The new market for iron ore will have a strong ripple effect on steelmakers worldwide.

Ongoing talks among the largest iron ore miners and their customers have led to unprecedented changes in the industry that will have strong implications for steelmakers worldwide. One likely beneficiary: North America’s steel producers.

A near 90% increase in the contract price for Australian and Brazilian iron ore from $60 per metric ton in the year ended March 1, to between $110 and $120 per metric ton this year, combined with a shift to quarterly pricing, will have a ripple effect on companies around the globe, especially in Asia and other regions that lack local supplies of iron-rich ore.
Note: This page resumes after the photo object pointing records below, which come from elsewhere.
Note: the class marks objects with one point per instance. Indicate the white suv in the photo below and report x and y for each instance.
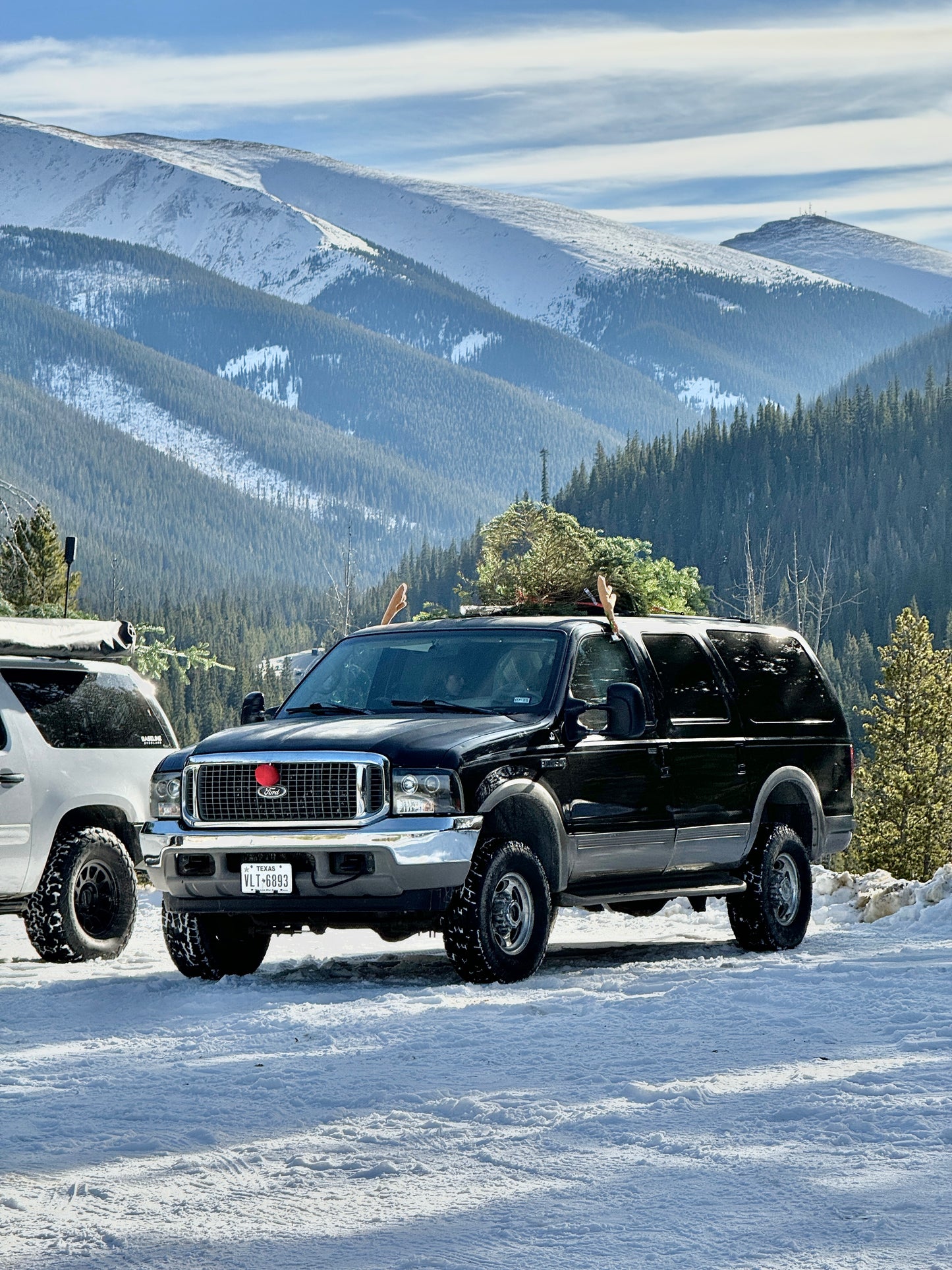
(79, 739)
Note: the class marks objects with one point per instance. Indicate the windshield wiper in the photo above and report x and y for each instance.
(316, 708)
(431, 704)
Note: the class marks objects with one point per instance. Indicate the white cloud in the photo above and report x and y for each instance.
(61, 79)
(819, 148)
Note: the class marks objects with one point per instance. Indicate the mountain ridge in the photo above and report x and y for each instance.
(910, 272)
(733, 326)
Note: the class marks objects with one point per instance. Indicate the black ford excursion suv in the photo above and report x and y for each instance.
(471, 775)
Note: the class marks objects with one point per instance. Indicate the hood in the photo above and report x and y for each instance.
(434, 739)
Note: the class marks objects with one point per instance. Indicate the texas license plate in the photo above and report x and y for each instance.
(260, 879)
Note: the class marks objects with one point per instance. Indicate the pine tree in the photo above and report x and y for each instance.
(904, 813)
(32, 567)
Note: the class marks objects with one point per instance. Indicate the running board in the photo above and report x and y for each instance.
(575, 900)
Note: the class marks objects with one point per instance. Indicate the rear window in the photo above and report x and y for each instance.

In contrast, North American steelmakers rarely need to buy iron ore from outside the continent. “U.S. steel producers that are integrated with their own ore supplies will benefit by moving down the cost curve and will be more competitive globally,” says James Lennon, executive director, commodities research, at the securities arm of Australia’s MacQuarie Bank. “Main beneficiaries of higher prices are integrated producers in North America, Eastern Europe, Brazil, China and India who move down the cost curve.”

The European Confederation of Iron and Steel Industries (EUROFER) expressed “outrage” at the price increase announcement in a formal statement in March. Chinese steel mills, similarly, have publicly resisted the new pricing, including an April boycott of Australian iron ore imports by the China Iron and Steel Association (CISA) to protest the “monopolistic behavior” of the three largest iron ore companies: Brazil’s Vale SA, Australia’s BHP Billiton Ltd. and United Kingdom-based Rio Tinto.

In March, Vale and BHP Billiton signed quarterly price contracts with what they called “a significant number of” Asian steel companies. Among the first were Japan’s Nippon Steel and South Korea’s POSCO, locking those steel mills into the steep price increase for iron ore. Rio Tinto agreed to quarterly pricing in early April. The move away from annual benchmark pricing ends a system that was in effect for 40 years.

“I’ve been covering steel markets for 30 years, and cannot recall anything this far-reaching in the way of marketing, pricing, trading impact,” says Joseph J. Innace, U.S. managing editor for Steel Markets Daily, a Platts publication.

Meanwhile, regulators globally are investigating the potential oligopoly that results from the proposed joint venture between BHP Billiton and Rio Tinto to combine their iron ore holdings in Western Australia. With Vale, the three companies control nearly 70% of the ocean-borne iron ore market.

DOMESTIC ADVANTAGE

North American steelmakers own or have access to iron mines concentrated in Michigan and Minnesota. The U.S. Geological Survey estimates U.S. iron ore reserves to be about 110 billion tons of iron ore, containing 27 billion tons of iron.

North American iron ore has become a very hot commodity. “They’re able to control their own costs because of owning these facilities and in some cases the mineral rights,” says Duluth, Minnesota-based Craig Pagel, president of the Iron Mining Association of Minnesota, of domestic steelmakers. In 2009, mines in Michigan and Minnesota shipped 99% of the usable ore produced in the United States, with an estimated value of $2 billion, says the Geological Survey. Additionally, eight of the mines operated by three companies—U.S. Steel, Cliffs Natural Resources and ArcelorMittal—accounted for virtually all of the production.

In March and April, Pagel says he received numerous calls from those looking to broker iron ore in China, despite complicated and restrictive shipping routes from the main port in Duluth. With competitive advantage lost in countries across the globe, some may be willing to go that new distance—but not without new costs.

“Negotiations will revolve around accounting for freight,” says Lennon.